The Cretaceous terrestrial vertebrate record from the Southern Hemisphere has improved dramatically over the past 20 years. Nonetheless, large gaps remain with regard to major regions of Gondwana. Principal among the latter is Afro-Arabia, the large, central portion of the former supercontinent. Whereas the northern half of this landmass preserves both marine and continental sequences of Cretaceous age and yields a respectable fossil record, the southern half of the continent does not. During this time most of southern Africa existed as a stable platform with the development of minimal accommodation space, resulting in few significant continental deposits and any associated fossils. Hence, any new information from this fossil-depauperate region will have immediate impact for evaluating paleobiogeographic models, not to mention providing a basis for characterizing how large-scale landform dynamics (e.g., rifting, uplift) and any climatic sequelae have influenced biotic evolution during the Cretaceous. Annual expeditions since 2002 to the Rukwa Rift Basin in southwestern Tanzania have resulted in the recovery of a novel and diverse Cretaceous terrestrial vertebrate fauna from the middle Cretaceous Galula Fm. These expeditions have revealed extensive outcrops with vertebrate fossils along a series of drainages excising through rift flank sequences. Fossils recovered to date represent of all major vertebrate clades, including fishes, crocodyliforms, dinosaurs, and the most complete mammal yet recovered from Continental Africa. Notable among them are 4 taxa each of saurischian dinosaurs and notosuchian crocodyliforms, both of which represent ideal groups for integrating into current models aimed at understanding large-scale biogeographic patterns. Specifically, the presence of both notosuchian crocodyliforms and titanosaurian sauropods that are most closely related to geographically proximate clademates from the Dinosaur Beds of Malawi suggests a regional endemism signal during the middle Cretaceous.
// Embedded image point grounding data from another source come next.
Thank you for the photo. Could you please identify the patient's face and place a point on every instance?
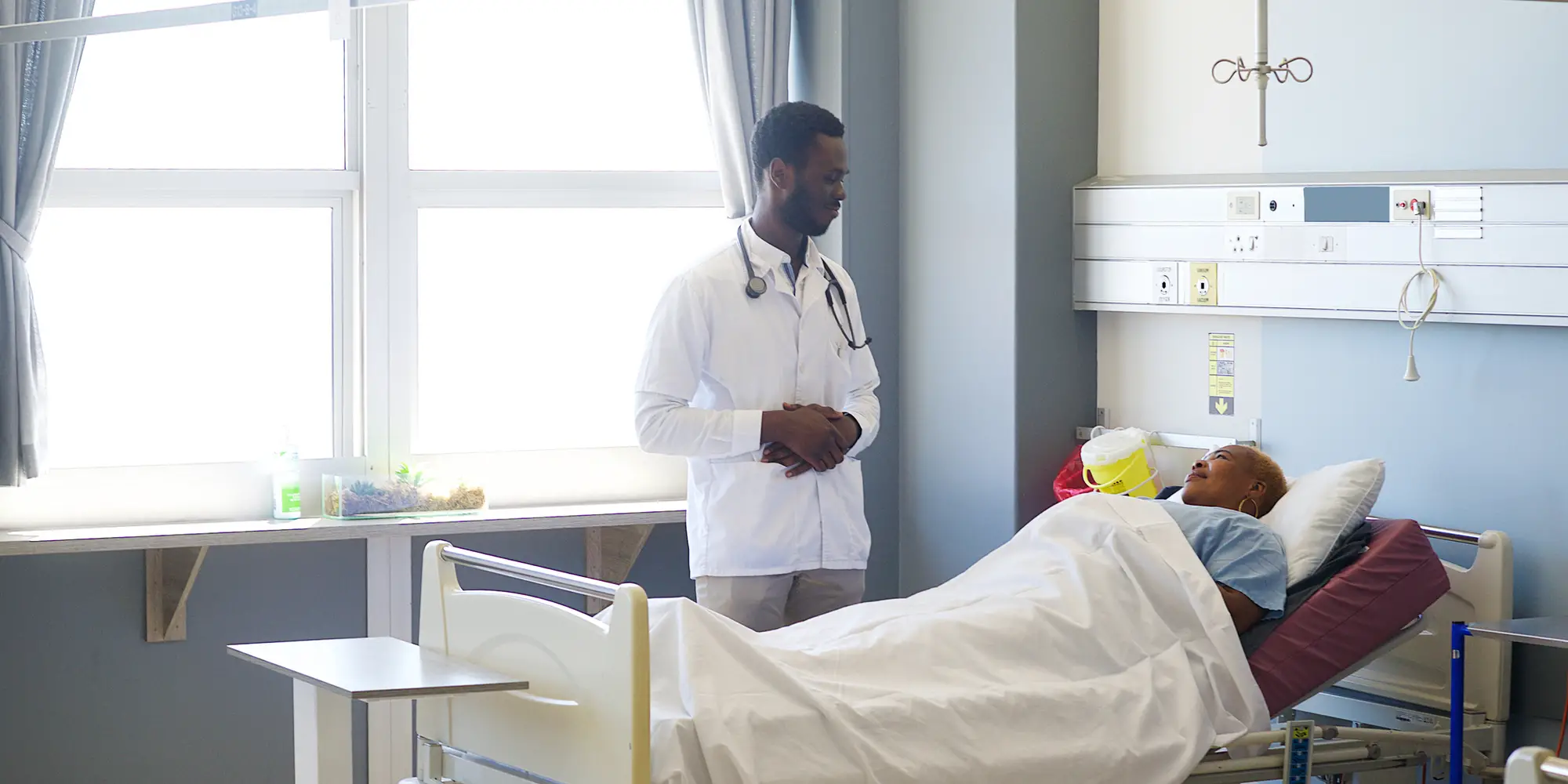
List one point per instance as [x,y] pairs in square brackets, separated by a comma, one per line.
[1221,479]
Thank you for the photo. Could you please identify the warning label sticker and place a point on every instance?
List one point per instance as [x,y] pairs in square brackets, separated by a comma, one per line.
[1222,374]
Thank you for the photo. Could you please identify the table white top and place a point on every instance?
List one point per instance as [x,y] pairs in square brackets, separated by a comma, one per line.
[1552,633]
[376,669]
[161,535]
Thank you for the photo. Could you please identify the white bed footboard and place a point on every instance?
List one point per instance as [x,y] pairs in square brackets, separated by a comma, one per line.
[586,717]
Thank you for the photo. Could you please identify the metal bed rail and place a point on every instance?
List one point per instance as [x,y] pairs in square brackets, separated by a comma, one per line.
[1536,766]
[529,573]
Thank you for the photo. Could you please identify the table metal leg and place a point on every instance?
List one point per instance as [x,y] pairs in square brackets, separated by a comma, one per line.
[1457,705]
[324,738]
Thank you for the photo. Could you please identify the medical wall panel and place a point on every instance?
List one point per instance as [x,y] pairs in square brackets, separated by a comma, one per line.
[1327,245]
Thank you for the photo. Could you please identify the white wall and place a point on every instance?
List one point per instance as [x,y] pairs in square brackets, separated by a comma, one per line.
[1160,112]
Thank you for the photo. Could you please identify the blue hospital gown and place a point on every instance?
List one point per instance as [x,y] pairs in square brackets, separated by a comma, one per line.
[1238,551]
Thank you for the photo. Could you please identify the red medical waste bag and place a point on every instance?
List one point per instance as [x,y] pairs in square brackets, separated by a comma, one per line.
[1070,481]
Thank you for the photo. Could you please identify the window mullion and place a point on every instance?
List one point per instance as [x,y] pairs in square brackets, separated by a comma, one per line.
[380,195]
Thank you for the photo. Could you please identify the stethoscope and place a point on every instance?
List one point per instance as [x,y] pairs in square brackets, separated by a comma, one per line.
[757,288]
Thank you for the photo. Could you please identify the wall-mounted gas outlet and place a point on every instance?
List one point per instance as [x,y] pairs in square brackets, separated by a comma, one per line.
[1205,285]
[1409,205]
[1243,206]
[1164,285]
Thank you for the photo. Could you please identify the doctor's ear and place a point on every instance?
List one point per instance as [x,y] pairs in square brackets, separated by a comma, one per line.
[780,175]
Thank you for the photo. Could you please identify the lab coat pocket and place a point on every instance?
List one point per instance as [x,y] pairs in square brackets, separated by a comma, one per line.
[755,520]
[846,535]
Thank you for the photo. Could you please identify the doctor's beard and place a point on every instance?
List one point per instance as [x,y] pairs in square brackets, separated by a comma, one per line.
[800,216]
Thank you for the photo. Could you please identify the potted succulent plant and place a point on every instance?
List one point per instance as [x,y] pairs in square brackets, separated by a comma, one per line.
[410,492]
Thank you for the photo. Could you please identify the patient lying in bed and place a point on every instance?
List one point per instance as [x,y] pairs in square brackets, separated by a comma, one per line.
[1219,512]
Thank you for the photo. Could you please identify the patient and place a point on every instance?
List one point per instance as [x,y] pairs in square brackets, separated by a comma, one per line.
[1221,509]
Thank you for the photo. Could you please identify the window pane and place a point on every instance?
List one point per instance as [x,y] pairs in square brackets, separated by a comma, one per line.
[532,321]
[186,335]
[253,95]
[550,85]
Ongoing work will further constrain a number of novel tectono-sedimentary relationships in the region and characterize the developing faunas, floras, and paleoenvironments for integration into biogeographic and climatic models related to the Cretaceous of Gondwana.

Nancy Stevens, Pat O’Connor, Eric Roberts also present CONTINENTAL VERTEBRATES FROM THE LATE OLIGOCENE NSUNGWE FORMATION (SOUTHWESTERN TANZANIA) AND FAUNAL DYNAMICS IN SUB-SAHARAN AFRICA DURING THE PALEOGENE-NEOGENE TRANSITION.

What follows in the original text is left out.